00:14:07.568 I advocate for HTTP APIs as a straightforward interface for service communication. When implementing, be mindful of headers such as accept and content types.
00:14:15.520 I've had personal experiences where APIs return unexpected content types, which aligns with specific implementation issues.
00:14:23.920 It’s crucial that your URIs point to resources and that format requests are handled through headers, rather than using file extensions.
00:14:31.360 Headers should not be included in the payload if they're relevant to headers—implement them in the correct way.
00:14:39.840 Lastly, when integrating services, it’s essential to ensure they form one cohesive product.
00:14:49.280 In conclusion, it's imperative to consider both technology and human aspects in distributed architecture.
00:14:55.920 At Jimdo, splitting the team structure meant we didn’t just split the components. It also encouraged increased communication and collaboration.
00:15:05.360 Ensure that as you decentralize architecture, you maintain the essence of team communication to prevent unintentional redundancy.
00:15:14.240 Even as we address the merits of SOA, we must always be aware of its downsides, such as logging and monitoring challenges.
00:15:22.400 In a distributed architecture, coordinating logging becomes complex as different teams may adopt various logging infrastructures.
00:15:31.040 When debugging, navigating through different monitoring services can be quite cumbersome.
00:15:40.800 Another issue arises when failures occur. Poorly handled cascading failures can lead to chaotic situations.
00:15:48.720 As each service struggles, orchestrating recovery becomes a challenge—determining which service to spin up first can be a complicated task.
00:15:57.920 In distributed systems, failure is inevitable. The question is not whether it will happen but when it will.

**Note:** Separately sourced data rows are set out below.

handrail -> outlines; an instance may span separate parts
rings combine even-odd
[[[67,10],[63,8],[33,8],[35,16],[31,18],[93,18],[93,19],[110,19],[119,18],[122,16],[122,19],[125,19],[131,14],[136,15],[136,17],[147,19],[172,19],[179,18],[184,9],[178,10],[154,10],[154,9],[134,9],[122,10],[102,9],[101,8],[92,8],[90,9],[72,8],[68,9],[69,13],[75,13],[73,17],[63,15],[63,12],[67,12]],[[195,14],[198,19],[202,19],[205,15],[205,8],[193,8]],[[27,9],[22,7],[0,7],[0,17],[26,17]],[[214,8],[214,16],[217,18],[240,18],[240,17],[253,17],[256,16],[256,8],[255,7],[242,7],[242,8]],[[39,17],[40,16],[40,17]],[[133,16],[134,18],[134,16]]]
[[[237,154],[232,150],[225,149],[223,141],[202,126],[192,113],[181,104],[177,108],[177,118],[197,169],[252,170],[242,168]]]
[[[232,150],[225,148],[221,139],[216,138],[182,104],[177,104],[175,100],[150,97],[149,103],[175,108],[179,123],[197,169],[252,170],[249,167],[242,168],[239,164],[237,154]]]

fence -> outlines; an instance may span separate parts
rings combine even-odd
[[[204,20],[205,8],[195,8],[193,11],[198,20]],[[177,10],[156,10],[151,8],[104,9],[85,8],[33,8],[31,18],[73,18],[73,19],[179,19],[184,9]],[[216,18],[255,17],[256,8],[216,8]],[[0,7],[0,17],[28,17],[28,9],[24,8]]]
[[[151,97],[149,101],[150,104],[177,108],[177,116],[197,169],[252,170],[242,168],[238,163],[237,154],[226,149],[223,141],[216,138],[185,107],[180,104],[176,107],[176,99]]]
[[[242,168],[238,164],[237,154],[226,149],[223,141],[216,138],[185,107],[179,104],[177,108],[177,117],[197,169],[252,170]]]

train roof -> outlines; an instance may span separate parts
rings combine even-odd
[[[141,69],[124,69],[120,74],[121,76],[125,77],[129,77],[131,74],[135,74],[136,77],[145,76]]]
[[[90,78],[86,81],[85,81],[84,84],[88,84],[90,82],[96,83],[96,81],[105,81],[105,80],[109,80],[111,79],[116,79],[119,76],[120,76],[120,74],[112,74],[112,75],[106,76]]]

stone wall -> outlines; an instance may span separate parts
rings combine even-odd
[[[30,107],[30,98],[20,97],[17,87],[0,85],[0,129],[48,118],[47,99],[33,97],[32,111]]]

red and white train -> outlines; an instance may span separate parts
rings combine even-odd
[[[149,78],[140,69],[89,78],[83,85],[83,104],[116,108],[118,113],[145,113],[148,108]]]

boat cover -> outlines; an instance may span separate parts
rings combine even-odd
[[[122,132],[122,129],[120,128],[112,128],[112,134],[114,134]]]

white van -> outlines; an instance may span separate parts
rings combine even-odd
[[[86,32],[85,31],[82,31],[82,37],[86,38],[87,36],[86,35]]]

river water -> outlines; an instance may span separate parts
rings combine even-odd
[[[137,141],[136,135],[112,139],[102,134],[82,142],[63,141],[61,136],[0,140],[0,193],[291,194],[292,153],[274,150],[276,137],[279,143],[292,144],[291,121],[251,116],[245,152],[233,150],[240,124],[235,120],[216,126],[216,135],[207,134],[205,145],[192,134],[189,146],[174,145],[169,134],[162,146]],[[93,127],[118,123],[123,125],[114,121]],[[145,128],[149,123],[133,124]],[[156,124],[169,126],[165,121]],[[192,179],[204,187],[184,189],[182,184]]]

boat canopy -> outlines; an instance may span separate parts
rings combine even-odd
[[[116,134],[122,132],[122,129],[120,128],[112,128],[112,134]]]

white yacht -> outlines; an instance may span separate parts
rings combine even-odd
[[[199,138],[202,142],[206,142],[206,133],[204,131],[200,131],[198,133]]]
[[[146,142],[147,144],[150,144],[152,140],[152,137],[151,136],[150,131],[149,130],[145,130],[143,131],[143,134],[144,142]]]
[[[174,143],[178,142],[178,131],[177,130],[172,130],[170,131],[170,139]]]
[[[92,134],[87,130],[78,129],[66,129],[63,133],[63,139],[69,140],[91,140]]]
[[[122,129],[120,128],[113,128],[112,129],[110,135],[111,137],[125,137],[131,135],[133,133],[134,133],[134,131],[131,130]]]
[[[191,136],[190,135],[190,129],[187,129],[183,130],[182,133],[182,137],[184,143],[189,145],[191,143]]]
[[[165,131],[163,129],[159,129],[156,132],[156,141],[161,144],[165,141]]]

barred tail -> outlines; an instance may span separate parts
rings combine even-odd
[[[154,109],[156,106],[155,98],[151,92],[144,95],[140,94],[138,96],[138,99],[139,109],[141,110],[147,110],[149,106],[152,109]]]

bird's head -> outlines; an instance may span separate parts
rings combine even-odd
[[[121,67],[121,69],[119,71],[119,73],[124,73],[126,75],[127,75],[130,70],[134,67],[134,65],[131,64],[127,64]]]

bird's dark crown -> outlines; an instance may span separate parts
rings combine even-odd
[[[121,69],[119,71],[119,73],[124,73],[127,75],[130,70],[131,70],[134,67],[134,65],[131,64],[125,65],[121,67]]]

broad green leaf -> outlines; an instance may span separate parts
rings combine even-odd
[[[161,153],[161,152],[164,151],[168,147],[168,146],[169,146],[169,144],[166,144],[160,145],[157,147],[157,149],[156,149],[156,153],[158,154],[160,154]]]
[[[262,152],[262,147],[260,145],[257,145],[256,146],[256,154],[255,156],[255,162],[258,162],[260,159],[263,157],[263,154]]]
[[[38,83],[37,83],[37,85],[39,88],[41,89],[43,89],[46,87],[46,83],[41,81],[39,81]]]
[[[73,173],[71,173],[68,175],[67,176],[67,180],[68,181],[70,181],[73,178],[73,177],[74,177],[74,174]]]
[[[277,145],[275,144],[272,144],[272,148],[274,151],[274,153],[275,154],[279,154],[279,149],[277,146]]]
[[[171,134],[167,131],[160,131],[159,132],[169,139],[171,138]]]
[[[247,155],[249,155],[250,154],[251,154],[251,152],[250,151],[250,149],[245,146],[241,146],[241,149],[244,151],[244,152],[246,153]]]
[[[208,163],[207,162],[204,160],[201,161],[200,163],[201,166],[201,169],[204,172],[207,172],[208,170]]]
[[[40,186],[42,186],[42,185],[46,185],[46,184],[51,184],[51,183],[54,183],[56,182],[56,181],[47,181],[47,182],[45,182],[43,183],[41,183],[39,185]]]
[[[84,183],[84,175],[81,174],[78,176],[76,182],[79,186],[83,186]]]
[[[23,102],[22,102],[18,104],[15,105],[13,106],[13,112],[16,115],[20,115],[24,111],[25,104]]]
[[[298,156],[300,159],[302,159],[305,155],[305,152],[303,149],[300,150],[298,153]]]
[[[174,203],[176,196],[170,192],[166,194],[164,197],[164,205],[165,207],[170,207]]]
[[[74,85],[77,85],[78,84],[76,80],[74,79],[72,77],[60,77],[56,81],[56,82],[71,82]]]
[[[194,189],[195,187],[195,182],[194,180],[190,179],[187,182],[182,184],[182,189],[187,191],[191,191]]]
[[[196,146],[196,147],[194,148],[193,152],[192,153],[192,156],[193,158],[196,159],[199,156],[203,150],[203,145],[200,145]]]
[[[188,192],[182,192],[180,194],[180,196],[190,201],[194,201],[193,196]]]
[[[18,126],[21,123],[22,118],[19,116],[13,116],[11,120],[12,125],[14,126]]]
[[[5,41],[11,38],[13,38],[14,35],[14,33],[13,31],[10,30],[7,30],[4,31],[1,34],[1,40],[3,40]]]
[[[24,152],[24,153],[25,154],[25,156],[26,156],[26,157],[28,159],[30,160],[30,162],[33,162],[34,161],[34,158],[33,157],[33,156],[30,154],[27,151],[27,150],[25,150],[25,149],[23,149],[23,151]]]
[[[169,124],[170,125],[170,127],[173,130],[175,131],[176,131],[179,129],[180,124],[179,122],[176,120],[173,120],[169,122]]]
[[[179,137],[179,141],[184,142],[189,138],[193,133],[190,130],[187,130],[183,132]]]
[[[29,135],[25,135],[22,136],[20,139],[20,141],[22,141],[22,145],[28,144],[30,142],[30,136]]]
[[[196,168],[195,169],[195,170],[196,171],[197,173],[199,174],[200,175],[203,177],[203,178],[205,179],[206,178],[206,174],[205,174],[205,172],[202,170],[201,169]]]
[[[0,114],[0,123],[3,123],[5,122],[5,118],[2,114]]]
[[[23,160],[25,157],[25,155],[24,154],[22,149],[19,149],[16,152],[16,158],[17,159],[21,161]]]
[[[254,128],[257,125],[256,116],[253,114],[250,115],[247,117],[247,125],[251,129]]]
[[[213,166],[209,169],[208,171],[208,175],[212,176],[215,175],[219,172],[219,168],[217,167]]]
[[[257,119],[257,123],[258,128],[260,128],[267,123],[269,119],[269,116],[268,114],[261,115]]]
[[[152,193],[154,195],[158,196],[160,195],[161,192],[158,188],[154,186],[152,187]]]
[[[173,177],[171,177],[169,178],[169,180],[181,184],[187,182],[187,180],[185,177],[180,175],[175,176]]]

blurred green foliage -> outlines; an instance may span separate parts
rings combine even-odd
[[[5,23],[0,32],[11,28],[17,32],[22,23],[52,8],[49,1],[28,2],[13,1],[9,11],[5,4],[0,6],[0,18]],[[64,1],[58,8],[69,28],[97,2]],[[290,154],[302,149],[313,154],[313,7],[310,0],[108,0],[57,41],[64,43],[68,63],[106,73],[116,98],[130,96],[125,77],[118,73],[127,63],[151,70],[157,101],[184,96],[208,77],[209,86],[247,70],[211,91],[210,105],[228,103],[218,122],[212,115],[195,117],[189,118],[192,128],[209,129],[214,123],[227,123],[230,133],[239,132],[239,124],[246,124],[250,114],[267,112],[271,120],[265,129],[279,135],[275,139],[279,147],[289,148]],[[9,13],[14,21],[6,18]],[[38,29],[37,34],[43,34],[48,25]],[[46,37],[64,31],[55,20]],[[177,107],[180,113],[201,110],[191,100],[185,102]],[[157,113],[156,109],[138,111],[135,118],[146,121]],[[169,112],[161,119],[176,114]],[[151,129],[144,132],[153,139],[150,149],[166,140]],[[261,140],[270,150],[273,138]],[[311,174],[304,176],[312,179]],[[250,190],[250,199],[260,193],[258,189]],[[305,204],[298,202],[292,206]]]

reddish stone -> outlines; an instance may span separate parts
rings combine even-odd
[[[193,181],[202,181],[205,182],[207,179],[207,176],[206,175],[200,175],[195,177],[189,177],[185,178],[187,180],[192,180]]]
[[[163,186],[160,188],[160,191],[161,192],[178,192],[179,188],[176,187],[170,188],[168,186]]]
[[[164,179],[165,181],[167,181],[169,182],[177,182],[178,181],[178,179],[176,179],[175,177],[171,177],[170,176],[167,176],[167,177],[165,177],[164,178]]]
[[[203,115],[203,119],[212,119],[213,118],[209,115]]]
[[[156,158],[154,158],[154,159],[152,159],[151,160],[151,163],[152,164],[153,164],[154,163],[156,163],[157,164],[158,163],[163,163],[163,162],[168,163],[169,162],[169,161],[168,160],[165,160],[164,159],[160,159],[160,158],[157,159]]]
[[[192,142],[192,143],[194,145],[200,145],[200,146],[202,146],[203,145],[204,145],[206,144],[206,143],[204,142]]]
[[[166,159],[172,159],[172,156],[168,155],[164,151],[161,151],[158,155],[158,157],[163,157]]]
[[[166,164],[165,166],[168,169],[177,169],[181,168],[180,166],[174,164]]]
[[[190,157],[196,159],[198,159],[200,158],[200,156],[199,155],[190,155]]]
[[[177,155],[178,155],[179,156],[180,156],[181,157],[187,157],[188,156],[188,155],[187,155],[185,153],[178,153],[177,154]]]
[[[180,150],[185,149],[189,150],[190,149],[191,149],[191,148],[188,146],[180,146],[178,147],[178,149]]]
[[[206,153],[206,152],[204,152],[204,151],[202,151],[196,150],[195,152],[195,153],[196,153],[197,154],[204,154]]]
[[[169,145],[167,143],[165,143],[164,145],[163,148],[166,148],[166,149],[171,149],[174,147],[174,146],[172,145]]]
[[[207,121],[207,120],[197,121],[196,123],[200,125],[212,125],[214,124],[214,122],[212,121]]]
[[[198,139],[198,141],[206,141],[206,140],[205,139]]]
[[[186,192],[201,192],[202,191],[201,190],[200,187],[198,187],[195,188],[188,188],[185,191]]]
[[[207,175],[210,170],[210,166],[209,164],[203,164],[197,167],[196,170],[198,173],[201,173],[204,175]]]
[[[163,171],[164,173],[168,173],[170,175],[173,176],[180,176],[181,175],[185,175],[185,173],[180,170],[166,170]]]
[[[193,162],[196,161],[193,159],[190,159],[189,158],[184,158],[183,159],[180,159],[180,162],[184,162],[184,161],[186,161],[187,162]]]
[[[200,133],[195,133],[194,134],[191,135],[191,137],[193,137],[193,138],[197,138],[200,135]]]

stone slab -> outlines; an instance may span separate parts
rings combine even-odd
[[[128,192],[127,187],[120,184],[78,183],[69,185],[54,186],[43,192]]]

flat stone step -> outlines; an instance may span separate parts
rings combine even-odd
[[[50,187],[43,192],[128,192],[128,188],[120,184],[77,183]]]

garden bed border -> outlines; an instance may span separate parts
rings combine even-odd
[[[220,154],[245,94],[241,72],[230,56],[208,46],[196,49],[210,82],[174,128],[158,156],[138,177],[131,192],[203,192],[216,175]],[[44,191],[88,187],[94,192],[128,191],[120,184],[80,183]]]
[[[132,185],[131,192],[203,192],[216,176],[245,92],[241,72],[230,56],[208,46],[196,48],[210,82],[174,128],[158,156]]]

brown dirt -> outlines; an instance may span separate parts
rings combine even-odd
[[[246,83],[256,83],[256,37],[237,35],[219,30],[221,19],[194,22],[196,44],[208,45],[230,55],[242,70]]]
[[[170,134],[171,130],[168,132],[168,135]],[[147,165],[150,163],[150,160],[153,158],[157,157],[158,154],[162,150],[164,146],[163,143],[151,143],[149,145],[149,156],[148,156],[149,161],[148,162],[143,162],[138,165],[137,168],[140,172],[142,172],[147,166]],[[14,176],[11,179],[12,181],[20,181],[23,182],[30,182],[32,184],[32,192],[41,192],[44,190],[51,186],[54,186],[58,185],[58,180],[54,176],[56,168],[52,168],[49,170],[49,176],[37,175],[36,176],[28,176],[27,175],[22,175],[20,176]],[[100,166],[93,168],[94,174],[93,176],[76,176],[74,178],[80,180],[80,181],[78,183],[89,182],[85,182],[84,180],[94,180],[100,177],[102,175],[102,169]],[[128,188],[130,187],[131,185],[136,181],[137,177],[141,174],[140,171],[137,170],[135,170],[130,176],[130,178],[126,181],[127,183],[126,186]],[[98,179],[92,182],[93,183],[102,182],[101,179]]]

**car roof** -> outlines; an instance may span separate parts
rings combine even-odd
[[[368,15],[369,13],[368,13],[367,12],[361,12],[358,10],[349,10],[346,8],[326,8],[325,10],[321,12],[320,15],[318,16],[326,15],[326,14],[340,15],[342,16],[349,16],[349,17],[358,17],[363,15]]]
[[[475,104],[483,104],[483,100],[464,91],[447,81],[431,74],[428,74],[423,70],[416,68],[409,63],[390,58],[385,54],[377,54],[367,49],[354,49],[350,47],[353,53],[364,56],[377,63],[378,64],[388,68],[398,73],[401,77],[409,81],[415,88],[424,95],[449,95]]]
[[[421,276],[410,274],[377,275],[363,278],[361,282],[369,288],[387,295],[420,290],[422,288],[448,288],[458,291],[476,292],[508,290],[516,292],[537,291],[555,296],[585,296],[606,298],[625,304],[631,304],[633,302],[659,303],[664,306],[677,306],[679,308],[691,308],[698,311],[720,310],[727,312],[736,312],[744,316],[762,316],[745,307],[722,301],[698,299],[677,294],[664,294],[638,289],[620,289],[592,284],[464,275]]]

00:16:06.080 Finally, responsibility in a distributed architecture can be a double-edged sword. Though accountability is important, it can manifest in implicit ways.
00:16:15.120 Each team must recognize that they are responsible for their provided services, which reinforces the importance of their role.
00:16:20.960 Having a resilient system means that even when a service fails, the repercussions should ideally be minimal for users.
00:16:28.640 Netflix often emphasizes the importance of resilient systems through their design—users aren’t usually aware if a specific service isn't performing.
00:16:37.440 To wrap up the discussion, I'd like to share some real-world examples of distributed architecture in action.
00:16:45.440 Yammer shared a diagram at a recent conference showcasing many services they implemented. It demonstrates their approach, although it can be hard to follow all the interdependencies.
00:16:53.440 One interesting aspect was a service called Vario, which had no dependencies at all—a noteworthy ambition.
00:17:00.960 Another example comes from Twitter. They transitioned from a monolithic design, which they affectionately called 'Monorail,' to a microservice-oriented structure.
00:17:08.000 After realizing their existing structure couldn’t scale, they managed to start breaking it down into smaller components.
00:17:17.680 It is essential to note that completely eliminating the old monolith is a monumental task that takes dedication.
00:17:27.120 We are currently embracing similar approaches at Jimdo, where our initial dynamic templating service is being split into smaller components.
00:17:34.960 As we drill deeper into our structured services, continuous communication remains vital as teams manage responsibilities.
00:17:42.640 In summary, while SOA has inherent challenges, it also lays the groundwork for scalable architectures that can provide happier developers and end-users.
00:17:51.360 Ultimately, each part of a service can be independently managed and scaled, which significantly enhances the overall efficiency of the system.
00:18:00.080 Thank you all for your time. And I would love to take any questions you may have!
00:18:06.720 I hope you remember the three key elements from this session: timeouts, HTTP, and distributed architecture!
00:18:13.680 If you have any questions, feel free to approach me throughout the day. Thank you!